Appendix A: qPCR Reagents and MasterMix Recipe
Appendix A: qPCR Reagents and MasterMix Recipe
| Recipe for each well of qPCR | ||
| TaqMan Universal MasterMix Fast | 10 μL | |
| ND1 Primers F+R | + 0.6 μL | |
| ND1 Probe | + 0.4 μL | |
| B2M Primers F+R | + 0.6 μL | |
| B2M Probe | + 0.4 μL | |
| Total Reagent Volume | = 12 μL | |
| + Sample Volume | + 8 μL | |
| Total Reaction Volume | = 20 μL |
The reagents used may depend on the qPCR equipment
available, the genomic locations of interest, or other experimental parameters.
Below, we provide a summary of possible reagents as well as other validated
primers and probes.
2x TaqMan Universal MasterMix Fast (Life Tech #4444965)
MicroAmp‱ Optical 384-Well Reaction Plate with Barcode (ThermoFisher #4309849)
MicroAmp‱ Optical Adhesive Film (ThermoFisher #4311971)
Validated mtDNA/nDNA Primer & Probe sequences (idtDNA.com)
| qPCR Target | Sequences (5′→3′) | |
| Mouse mt- COX1-F | ACCACCATCATTTCTCCTTCTC | |
| Mouse mt-COX1- R | CTCCTGCATGGGCTAGATTT | |
| Mouse mt- COX1-Probe: | HEX/AAGCAGGAG/ZEN/CAGGAACAGGATGAA/3IABkFQ | |
| Mouse B2M-F | GAGAATGGGAAGCCGAACATA | |
| Mouse B2M- | CCGTTCTTCAGCATTTGGATTT | |
| Mouse B2M-Probe | FAM/CGTAACACA/ZEN/GTTCCACCCGCCTC/3IABkFQ |
- Reconstitute primers in appropriate volume of nuclease free water to achieve
100 μM stock concentration.
- Combine 120 μL each of 100 μM forward and reverse primers with 960 μL
nuclease free water to achieve 10 μM working concentration.

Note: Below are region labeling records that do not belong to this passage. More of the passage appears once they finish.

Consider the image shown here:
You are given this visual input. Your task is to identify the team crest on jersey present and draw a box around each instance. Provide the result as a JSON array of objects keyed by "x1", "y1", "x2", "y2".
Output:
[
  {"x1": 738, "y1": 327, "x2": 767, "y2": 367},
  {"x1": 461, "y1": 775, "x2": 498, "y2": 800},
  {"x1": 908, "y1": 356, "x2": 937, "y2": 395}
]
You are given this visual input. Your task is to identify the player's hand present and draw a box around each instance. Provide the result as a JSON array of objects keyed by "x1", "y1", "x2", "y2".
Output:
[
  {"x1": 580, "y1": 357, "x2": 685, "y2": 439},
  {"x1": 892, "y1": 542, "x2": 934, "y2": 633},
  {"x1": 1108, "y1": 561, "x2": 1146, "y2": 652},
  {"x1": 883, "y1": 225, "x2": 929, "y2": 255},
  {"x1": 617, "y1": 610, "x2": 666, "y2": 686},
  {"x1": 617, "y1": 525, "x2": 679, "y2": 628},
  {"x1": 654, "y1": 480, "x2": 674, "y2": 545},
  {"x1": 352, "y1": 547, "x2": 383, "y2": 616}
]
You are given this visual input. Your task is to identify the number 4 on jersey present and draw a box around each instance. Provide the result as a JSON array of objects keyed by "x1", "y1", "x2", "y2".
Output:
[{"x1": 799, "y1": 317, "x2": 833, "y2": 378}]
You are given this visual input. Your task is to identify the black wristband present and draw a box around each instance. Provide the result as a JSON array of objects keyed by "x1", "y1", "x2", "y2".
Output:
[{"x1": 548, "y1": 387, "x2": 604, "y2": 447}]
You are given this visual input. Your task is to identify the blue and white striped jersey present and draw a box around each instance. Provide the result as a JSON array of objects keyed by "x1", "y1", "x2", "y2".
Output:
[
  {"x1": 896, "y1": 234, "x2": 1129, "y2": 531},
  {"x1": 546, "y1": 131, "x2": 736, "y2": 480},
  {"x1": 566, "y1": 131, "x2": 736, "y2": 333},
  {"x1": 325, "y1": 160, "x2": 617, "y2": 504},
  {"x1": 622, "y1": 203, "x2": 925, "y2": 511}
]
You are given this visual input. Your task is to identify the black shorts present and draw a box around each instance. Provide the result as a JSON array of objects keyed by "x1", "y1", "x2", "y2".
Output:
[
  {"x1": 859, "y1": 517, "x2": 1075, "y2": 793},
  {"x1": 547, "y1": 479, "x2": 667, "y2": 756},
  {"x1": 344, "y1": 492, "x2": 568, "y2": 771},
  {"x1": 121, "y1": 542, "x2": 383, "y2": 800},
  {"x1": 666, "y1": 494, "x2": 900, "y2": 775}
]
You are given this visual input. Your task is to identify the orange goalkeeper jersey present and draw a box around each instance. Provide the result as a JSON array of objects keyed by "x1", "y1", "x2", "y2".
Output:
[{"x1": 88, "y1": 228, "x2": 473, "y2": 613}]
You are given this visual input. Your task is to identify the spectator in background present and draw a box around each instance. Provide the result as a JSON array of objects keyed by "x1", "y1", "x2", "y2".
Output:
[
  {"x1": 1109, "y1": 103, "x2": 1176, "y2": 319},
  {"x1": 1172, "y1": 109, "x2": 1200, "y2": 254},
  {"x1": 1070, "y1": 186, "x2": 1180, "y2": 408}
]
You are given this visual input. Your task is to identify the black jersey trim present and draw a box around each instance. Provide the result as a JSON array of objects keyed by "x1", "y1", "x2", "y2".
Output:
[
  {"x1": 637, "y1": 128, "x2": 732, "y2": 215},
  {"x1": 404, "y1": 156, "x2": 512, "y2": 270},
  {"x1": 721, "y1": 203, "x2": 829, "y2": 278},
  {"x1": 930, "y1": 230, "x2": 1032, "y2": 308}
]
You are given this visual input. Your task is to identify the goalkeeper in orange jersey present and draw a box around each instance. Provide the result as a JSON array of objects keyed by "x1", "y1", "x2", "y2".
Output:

- Store primers at -30ºC or -80ºC until use.
- Reconstitute probe in appropriate volume of nuclease free water to
achieve 100 μM stock concentration.
- Dilute 100 μM stock probe 20x to achieve 5 μM working concentration.
- Store probes at -30oC or -80oC until use (avoid
freeze-thaw) and protect probes from light.